È un luogo considerato sacro sia dai musulmani sia dagli ebrei e che in tutto il documento viene invece chiamato esclusivamente col suo nome islamico, «Al Ḥaram Al Sharif». Invece quel luogo anche per gli ebrei ha un nome, si chiama «Har HaBayit»: letteralmente «il monte della casa [di Dio]». Per questa ragione che in inglese è diventato poi Temple Mount, «il monte del tempio»: qui infatti sorgeva il Tempio di Gerusalemme, distrutto dai romani nel 70 dopo Cristo, edificio di cui resta oggi solo il grande muro occidentale, celebre come Muro del Pianto. Obiettivo della Risoluzione dell’ agenzia Onu che si occupa di educazione e di cultura, è quello di richiamare Israele agli accordi siglati dopo la Guerra del 1967, che garantiscono agli ebrei la possibilità di visitare la Spianata ma non di pregare e riserva invece ai musulmani questo diritto.

Tra l’ altro quegli accordi stabiliscono che l’ esclusiva autorità sulla Moschea di Al Aqsa e sulla Spianata dell’ Haram al Sharif spetta al dipartimento per gli affari religiosi giordano, il Waqf. Le pesanti restrizioni imposte da Israele per l’ accesso alla Spianata sono invece duramente contestate dai Palestinesi e sono alla radice dell’ ondata di violenze che ha insanguinato nell’ ultimo anno il Paese. È stata infatti proprio la Palestina, che fa parte ufficialmente dell’ Unesco (mentre è semplicemente osservatore permanente all’ Onu), a proporre la Risoluzione che è stata approvata con 24 voti favorevoli, sei contrari (Usa, Germania, Gran Bretagna, Estonia, Lituania e Olanda) e 26 astenuti, tra i quali appunto l’ Italia. Risoluzioni di questo tipo chiamano allo schieramento: o stai di qui o stai di là. E quindi astenersi può esser sembrato un modo per evitare lo scontro con una delle due parti.

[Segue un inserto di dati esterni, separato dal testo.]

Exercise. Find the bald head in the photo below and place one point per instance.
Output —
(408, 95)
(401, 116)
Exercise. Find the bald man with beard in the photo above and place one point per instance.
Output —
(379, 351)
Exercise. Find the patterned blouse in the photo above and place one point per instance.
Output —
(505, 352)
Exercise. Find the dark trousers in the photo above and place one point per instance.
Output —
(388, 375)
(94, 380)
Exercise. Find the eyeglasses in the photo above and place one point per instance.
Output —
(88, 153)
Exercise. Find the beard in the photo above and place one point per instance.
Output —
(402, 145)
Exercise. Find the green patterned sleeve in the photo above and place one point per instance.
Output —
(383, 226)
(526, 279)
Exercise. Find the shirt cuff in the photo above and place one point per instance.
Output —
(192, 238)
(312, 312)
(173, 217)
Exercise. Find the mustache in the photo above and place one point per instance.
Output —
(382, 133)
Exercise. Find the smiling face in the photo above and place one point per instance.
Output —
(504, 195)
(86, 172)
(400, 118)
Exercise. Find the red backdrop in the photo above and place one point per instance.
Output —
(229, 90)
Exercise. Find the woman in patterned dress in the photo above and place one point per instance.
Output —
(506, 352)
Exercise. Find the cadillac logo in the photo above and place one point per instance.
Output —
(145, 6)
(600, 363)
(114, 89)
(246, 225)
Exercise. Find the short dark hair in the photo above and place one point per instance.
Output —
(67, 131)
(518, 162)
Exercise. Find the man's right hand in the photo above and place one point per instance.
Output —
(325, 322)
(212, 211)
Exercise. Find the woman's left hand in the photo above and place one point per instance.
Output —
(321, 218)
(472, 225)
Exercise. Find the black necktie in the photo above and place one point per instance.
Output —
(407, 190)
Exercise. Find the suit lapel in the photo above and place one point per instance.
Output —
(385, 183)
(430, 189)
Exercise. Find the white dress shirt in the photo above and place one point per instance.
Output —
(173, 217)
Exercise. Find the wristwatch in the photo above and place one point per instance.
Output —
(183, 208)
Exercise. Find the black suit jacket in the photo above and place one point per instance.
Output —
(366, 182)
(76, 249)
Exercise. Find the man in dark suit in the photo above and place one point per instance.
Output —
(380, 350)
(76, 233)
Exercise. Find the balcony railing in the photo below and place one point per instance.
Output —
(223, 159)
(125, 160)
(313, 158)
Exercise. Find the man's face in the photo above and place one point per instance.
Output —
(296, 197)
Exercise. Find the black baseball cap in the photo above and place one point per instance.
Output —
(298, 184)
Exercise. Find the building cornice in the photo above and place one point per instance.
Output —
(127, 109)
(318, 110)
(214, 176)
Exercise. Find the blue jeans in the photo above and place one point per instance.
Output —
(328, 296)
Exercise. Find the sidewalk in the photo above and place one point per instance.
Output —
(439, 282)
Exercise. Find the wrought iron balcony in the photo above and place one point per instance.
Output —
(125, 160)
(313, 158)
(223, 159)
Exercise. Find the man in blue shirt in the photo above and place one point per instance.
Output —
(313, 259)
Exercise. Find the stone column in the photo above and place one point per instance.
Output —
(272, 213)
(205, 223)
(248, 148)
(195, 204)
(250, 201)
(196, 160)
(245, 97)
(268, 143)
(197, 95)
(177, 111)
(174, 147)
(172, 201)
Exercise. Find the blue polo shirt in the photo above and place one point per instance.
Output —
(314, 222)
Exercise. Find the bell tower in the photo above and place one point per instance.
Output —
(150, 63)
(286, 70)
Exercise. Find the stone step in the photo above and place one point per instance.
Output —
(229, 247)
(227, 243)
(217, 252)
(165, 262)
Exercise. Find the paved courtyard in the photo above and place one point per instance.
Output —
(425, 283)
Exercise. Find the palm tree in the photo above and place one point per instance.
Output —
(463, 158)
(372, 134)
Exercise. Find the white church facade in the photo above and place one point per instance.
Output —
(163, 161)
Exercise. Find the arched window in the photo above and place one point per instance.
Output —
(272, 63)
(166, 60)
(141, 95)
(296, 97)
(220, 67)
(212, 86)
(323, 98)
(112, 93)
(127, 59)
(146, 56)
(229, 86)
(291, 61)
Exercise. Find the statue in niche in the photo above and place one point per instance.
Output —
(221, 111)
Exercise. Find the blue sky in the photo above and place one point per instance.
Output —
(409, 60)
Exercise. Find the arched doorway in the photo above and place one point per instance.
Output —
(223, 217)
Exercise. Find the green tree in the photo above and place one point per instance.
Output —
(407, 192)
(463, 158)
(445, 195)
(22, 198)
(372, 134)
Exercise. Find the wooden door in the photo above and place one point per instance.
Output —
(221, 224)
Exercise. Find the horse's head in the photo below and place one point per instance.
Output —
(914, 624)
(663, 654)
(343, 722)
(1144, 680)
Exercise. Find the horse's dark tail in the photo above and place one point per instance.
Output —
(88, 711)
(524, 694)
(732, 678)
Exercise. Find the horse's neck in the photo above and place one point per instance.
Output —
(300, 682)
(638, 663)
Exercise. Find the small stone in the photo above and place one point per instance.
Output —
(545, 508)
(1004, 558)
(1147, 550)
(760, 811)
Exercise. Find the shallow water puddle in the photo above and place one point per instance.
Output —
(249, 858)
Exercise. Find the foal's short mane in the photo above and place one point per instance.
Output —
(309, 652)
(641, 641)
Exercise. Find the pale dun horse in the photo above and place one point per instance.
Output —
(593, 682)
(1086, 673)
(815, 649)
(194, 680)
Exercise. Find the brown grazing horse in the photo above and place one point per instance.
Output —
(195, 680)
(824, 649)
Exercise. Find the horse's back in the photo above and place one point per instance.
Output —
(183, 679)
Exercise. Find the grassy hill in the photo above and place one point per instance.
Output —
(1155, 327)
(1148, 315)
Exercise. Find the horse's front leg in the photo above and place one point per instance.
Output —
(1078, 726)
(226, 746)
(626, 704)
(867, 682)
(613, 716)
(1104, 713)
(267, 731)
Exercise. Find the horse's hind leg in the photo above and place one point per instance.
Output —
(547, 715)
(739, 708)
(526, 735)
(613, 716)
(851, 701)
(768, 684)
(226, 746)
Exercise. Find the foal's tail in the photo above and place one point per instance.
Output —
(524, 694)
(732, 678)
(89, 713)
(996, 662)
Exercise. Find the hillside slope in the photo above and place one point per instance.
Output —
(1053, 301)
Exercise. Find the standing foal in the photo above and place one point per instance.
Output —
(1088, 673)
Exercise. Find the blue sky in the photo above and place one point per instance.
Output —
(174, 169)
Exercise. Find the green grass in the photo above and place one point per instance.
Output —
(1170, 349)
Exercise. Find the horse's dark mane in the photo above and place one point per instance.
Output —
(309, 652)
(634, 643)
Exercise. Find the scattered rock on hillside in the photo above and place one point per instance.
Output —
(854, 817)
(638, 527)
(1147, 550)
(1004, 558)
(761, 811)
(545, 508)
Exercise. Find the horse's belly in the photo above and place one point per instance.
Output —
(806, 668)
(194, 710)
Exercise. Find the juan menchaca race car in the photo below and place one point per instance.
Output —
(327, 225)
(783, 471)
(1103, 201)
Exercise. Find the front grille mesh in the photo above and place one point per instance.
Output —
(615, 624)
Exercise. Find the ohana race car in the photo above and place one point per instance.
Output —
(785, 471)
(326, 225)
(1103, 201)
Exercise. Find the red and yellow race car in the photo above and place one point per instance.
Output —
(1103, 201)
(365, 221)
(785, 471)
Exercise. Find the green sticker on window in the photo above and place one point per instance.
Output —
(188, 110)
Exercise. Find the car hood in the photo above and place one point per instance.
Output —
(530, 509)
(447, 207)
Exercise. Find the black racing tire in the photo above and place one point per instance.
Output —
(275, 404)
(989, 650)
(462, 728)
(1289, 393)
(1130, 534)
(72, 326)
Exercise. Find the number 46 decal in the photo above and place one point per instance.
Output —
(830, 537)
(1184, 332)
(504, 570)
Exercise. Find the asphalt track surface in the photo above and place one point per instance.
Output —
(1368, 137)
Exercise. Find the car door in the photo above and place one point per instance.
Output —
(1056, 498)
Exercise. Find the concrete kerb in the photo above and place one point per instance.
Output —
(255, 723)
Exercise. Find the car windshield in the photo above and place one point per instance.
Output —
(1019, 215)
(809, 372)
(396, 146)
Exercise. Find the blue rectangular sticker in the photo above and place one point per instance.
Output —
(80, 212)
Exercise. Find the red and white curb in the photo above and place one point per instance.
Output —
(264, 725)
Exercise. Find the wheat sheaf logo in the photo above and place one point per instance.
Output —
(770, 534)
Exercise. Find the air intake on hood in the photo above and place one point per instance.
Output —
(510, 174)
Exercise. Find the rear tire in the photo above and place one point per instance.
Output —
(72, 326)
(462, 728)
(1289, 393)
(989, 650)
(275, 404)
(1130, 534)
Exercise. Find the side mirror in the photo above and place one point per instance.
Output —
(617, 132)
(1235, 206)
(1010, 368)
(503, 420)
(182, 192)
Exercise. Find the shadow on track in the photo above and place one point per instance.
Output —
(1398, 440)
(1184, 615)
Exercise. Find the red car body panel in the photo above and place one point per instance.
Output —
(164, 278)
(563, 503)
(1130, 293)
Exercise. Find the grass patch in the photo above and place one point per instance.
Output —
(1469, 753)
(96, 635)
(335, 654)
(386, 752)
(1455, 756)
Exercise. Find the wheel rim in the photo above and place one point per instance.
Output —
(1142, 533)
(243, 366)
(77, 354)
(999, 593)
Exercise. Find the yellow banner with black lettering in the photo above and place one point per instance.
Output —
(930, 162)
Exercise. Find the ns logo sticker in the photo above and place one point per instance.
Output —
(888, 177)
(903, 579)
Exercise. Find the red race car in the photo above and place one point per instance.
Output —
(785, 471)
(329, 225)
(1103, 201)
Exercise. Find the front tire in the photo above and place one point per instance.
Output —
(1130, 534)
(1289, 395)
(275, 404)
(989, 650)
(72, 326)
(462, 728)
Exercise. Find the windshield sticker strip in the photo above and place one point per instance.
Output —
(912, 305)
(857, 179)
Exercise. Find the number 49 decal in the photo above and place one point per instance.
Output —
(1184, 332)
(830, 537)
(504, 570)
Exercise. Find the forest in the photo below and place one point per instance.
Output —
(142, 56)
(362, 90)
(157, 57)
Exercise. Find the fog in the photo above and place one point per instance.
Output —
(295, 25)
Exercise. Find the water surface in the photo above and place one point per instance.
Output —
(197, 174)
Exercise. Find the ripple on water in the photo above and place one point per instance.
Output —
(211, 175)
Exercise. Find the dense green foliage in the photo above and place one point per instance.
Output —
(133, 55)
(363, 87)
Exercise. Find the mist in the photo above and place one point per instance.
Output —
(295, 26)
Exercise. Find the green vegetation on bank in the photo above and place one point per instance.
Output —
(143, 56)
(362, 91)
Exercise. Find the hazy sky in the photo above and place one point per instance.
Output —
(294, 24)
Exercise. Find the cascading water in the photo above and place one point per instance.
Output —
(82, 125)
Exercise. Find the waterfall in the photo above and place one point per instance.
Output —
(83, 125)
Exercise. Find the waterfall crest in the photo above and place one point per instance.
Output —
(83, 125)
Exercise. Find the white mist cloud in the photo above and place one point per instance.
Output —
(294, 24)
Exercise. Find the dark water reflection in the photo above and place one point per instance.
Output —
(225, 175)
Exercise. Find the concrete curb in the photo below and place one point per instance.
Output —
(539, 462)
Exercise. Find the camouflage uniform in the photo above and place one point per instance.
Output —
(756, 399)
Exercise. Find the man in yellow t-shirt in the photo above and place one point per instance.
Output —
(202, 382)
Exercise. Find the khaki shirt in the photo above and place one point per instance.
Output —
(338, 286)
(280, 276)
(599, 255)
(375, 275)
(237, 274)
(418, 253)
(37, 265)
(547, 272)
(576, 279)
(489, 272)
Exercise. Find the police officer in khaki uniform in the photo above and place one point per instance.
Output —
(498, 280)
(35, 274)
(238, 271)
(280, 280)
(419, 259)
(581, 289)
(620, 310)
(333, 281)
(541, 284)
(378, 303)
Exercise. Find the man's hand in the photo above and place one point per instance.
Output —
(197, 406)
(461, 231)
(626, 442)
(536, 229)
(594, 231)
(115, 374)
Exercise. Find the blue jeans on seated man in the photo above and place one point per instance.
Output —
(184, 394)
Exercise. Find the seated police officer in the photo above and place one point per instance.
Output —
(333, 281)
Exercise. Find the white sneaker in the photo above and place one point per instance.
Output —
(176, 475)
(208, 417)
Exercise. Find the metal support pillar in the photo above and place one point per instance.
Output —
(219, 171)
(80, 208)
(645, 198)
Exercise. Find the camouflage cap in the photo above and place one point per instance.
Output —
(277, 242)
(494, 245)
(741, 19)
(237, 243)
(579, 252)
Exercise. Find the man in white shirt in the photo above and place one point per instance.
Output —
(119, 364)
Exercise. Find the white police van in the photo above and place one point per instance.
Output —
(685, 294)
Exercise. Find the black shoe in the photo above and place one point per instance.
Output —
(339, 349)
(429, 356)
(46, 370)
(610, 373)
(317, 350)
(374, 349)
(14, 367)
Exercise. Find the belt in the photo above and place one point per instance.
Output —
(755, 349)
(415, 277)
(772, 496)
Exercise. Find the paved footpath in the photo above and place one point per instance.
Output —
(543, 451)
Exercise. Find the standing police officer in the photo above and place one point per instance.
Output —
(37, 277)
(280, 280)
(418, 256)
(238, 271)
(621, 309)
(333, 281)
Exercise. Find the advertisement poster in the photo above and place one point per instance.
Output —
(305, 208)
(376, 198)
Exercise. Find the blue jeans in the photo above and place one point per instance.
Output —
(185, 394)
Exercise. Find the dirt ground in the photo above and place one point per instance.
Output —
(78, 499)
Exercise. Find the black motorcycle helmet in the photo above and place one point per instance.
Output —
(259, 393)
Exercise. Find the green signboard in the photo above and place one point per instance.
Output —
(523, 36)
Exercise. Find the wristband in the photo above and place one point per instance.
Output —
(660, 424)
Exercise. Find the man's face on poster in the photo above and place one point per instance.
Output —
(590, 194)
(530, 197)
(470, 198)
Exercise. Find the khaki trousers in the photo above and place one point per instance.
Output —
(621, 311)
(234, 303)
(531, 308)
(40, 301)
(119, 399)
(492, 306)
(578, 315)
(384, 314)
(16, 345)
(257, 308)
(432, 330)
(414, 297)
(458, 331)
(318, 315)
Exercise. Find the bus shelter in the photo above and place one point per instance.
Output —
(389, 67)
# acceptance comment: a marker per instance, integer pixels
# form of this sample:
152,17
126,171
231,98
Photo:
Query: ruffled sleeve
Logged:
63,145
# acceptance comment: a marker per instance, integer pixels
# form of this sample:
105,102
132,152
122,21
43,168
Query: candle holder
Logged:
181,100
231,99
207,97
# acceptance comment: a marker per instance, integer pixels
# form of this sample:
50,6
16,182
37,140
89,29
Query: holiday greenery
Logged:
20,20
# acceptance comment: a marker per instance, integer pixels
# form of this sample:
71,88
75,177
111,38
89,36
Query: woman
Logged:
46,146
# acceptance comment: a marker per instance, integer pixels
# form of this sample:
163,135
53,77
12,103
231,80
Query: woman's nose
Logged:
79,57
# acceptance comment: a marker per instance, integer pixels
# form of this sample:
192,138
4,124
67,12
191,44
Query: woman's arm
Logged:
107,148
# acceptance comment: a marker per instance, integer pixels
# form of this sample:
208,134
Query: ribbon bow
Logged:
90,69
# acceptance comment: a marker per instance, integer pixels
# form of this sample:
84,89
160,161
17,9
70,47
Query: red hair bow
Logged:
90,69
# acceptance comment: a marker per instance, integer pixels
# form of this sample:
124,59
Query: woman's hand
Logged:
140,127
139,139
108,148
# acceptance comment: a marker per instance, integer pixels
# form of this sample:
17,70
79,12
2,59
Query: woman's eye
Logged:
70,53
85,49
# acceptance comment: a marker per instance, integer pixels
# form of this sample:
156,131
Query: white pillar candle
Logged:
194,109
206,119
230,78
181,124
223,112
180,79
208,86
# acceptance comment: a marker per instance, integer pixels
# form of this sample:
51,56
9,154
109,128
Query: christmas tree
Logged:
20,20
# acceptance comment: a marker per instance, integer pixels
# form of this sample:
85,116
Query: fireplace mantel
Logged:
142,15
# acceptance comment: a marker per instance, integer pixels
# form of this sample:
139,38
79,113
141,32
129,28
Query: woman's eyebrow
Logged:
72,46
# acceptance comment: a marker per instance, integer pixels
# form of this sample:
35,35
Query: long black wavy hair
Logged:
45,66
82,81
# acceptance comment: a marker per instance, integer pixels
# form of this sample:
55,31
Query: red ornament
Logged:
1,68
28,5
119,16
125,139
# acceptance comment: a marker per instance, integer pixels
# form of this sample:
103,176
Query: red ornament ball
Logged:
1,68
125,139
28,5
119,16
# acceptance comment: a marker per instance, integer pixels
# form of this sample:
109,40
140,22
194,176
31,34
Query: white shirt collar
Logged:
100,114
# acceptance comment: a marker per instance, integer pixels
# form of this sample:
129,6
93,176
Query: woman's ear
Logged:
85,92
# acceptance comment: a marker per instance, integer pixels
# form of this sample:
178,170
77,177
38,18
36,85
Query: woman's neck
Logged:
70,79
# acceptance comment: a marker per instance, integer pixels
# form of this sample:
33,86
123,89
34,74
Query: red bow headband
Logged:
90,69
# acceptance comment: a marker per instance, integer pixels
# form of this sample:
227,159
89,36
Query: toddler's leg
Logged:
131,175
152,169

In realtà lo scontro non è stato evitato perché oltre ai contenuti contano le parole. E la Risoluzione dell’ Unesco, se dal punto di vista dei contenuti andava a toccare, in modo certamente di parte, questioni reali, dal punto di vista dell’ uso delle terminologie ha cercato la provocazione ed è stata offensiva contro Israele, negando di fatto la storia. Una scelta grave, perché i simboli contano, soprattutto in un contesto così carico di simboli come Gerusalemme Est. Se ne è resa conto la stessa direttrice generale dell’ Unesco, la bulgara Irina Bokova, che ha voluto prendere le distanze dal testo della Risoluzione con parole molto ragionevoli. «Nessun posto più di Gerusalemme è spazio condiviso di patrimonio e tradizioni per ebrei, cristiani e musulmani», ha detto Bokova. «La sua eredità è indivisibile e ciascuna delle sue comunità ha diritto al riconoscimento esplicito della propria storia e al rapporto con la città. Negare, nascondere o eliminare qualsiasi delle tradizioni ebraiche, cristiane o musulmane mina l’ integrità del sito e contrasta con le ragioni che hanno giustificato la sua iscrizione nel Patrimonio mondiale dell’ Unesco».

La delegazione italiana, guidata dall’ ambasciatrice Vincenza Lomonaco, avrebbe fatto bene a riflettere su questa presa di posizione della direttrice generale dell’ Unesco, prima di rifugiarsi, quasi per inerzia, in una pilatesca astensione. Perché se è vero che questa Risoluzione è destinata a non avere nessun effetto pratico, i risvolti simbolici non vanno affatto sottovalutati, visto che ci troviamo in un contesto tra i più delicati al mondo, dove i percorsi diplomatici sono sempre irti di drammatiche difficoltà. E quindi anche le astensioni pesano.